My body shakes as I breathe in; the air getting caught in my throat and constricting in my chest. I don’t think I can do this. I don’t know why I’m even here. I just want to cry and run away in distress and fear.
I start to turn away from the ominous building looming in front of me, but as I slip my hand into my pocket for my keys my fingers brush against a round, cold object. I reach out and clutch the pocket watch from an old, deceased friend between my fingers, grasping it tightly as I remind myself why I’m here and steel myself for what is to come. My breathing starts to slow as my blood simmers with determination. Sharpening my senses, I turn on my heel and walk quickly and deliberately inside the barred gate with my head held high.
There’s no one to stop me as I make my way through the halls. If I wasn’t so caught up in what I am about to do I might have been concerned about this fact. My tunnel vision guides me to where I need to be though, and my feet pace silently along bland concrete walkways that have seen more drama, doom and gloom than I could ever comprehend.
Finally reaching the archway I need to cross I stop and pause, taking in the echoes in the room before me. Shouts of masculine anger, jest and conversation merge to create a tense soundtrack of discordance. The pungent smell of male sweat penetrates the air around me; and the sharp smells of metal, dirt and urine waft in the breeze. I crinkle my nose in disgust and steel my nerves for what I am about to do – reminding myself once against that these men cannot get me behind the locked doors of their cells.

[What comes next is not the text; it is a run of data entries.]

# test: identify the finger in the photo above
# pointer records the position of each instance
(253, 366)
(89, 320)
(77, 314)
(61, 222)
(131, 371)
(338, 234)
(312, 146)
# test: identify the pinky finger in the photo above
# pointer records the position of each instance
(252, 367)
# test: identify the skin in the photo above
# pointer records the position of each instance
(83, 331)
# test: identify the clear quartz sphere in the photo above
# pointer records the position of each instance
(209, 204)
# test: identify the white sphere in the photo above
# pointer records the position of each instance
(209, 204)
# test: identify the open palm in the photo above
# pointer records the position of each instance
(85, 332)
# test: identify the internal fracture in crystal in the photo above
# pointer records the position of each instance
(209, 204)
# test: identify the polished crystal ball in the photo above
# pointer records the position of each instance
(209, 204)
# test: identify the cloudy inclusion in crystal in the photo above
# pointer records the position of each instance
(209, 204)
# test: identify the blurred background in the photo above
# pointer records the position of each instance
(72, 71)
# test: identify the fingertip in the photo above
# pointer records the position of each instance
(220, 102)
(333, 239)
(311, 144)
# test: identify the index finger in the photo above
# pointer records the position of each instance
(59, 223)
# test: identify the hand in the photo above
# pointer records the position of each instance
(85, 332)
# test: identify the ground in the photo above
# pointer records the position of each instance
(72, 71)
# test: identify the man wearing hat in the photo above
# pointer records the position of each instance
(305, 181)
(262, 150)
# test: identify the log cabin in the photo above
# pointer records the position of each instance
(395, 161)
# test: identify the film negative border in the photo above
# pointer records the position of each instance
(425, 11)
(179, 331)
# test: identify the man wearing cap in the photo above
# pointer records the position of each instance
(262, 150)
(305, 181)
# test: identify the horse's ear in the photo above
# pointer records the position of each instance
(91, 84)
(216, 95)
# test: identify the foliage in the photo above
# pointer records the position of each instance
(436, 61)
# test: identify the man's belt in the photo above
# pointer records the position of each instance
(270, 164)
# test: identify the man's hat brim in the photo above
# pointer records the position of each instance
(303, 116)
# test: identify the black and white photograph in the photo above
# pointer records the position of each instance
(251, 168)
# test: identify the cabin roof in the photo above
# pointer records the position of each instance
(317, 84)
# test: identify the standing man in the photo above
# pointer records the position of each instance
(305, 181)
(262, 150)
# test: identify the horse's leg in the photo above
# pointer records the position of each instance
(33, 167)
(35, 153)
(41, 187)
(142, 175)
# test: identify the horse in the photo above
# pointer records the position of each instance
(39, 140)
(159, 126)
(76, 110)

Taking a deep breath and wincing as the aroma of prison eau du toilette invades my nostrils, I start to walk slowly forward. At first no one notices; the men all too busy going about their own business to focus on the small, lone female figure making her way into the center aisle of the large, drab room of cells. Then the jeers start; the catcalls; the comments I dare not repeat let alone comprehend the meaning of. I let them all brush off me, refusing to acknowledge or react to even the most vulgar and disturbing suggestions thrown my way. Stopping in the center, I put two fingers in my mouth and whistle loudly; the sound bouncing off the concrete walls and echoing through each and every cell. A hush falls over the prison as men move to their doors and drape themselves through the bars, their eyes piercing my soul as they wait impatiently to hear what I have to say.
“Three years ago you were all transferred here as part of the prisoner rehabilitation scheme,” I began, my voice ringing strong and loud throughout the building conveying a confidence I didn’t possess. “You were promised release within 10 to 12 months; and yet none of you are yet to see the light of day.” Murmurs of agreement floated through the room.
“You’ve lost people though.” Pausing, I prepare mentally for the repercussions of what I am about to say and cast out a silent prayer of apology to my family. “But these people were not released like you were led to believe they were. They’ve been killed, slaughtered, hunted in the name of fun. This new ring of poachers have run out of wild animals to hunt and resorted to using real people – to using you – to hunt and slaughter inhumanely. That’s why you’re here; you’re being weakened, broken, slowed before you head out there so you can’t fight back, can’t escape. It’s not fair, it’s not right. You need to stand up and fight. You need to get out!” I scream the last sentence over the top of the deafening roar of anger and fury that booms throughout the building.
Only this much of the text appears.